-
Notifications
You must be signed in to change notification settings - Fork 88
Description
Feature Request: Context Parallelism Support for NemotronV3
Summary
NeMo AutoModel's context parallelism (cp_size > 1) does not support NemotronV3 models. The apply_cp function in parallelizer.py assumes all blocks have a self_attn attribute, but NemotronV3's hybrid Mamba2 + Attention + MoE architecture uses NemotronV3Block which does not expose self_attn on any block type (it uses mixer instead), and not all blocks even have attention.
Why This Matters
NemotronV3-Nano-30B-A3B is a 30B-total / 3B-active MoE model competitive with Qwen3-30B-A3B, but without CP support the maximum feasible sequence length is ~16K-32K on H200 (with activation checkpointing). This makes it unusable for long-context fine-tuning tasks that require 200K+ context, which are straightforward with Qwen3 + CP.

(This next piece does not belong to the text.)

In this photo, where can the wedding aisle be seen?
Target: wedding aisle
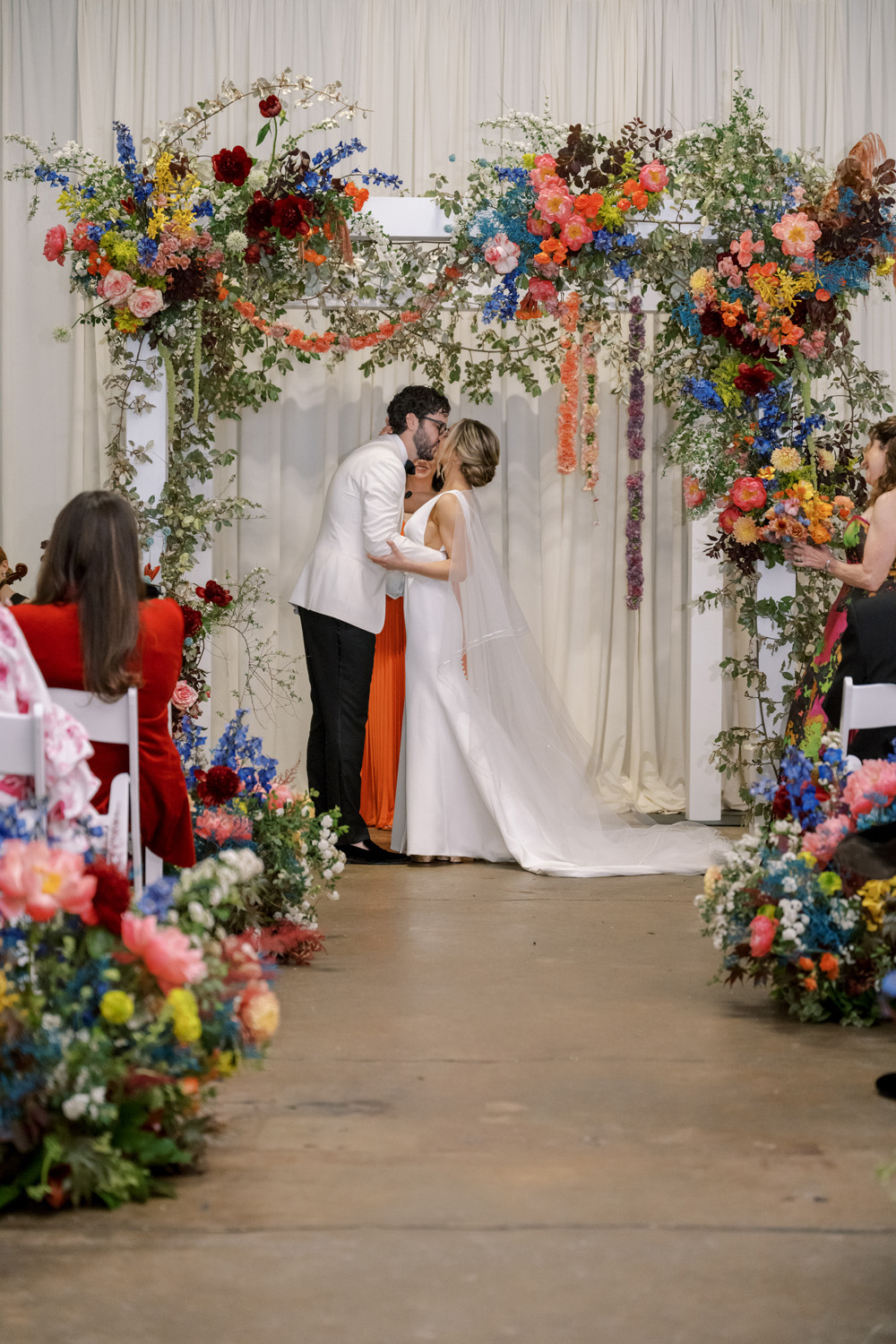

Adding CP support for NemotronV3 would unlock long-context fine-tuning for this architecture.
Reproduction
Model: nvidia/NVIDIA-Nemotron-3-Nano-30B-A3B-BF16
Image: nvcr.io/nvidia/nemo-automodel:25.11.00
Config: Identical to a working Qwen3-30B-A3B config (cp=8, ep=4, seq_length=225280) with only the model swapped.
Error with attn: te backend
File ".../nemo_automodel/components/moe/parallelizer.py", line 310, in parallelize_model
apply_cp(model, world_mesh[cp_axis_name])
File ".../nemo_automodel/components/moe/parallelizer.py", line 276, in apply_cp
attn_module = block.self_attn.attn_module
^^^^^^^^^^^^^^^
AttributeError: 'NemotronV3Block' object has no attribute 'self_attn'
Error with attn: sdpa backend
Identical failure — the error occurs before the attention backend matters, during CP mesh setup:
File ".../nemo_automodel/components/moe/parallelizer.py", line 310, in parallelize_model
apply_cp(model, world_mesh[cp_axis_name])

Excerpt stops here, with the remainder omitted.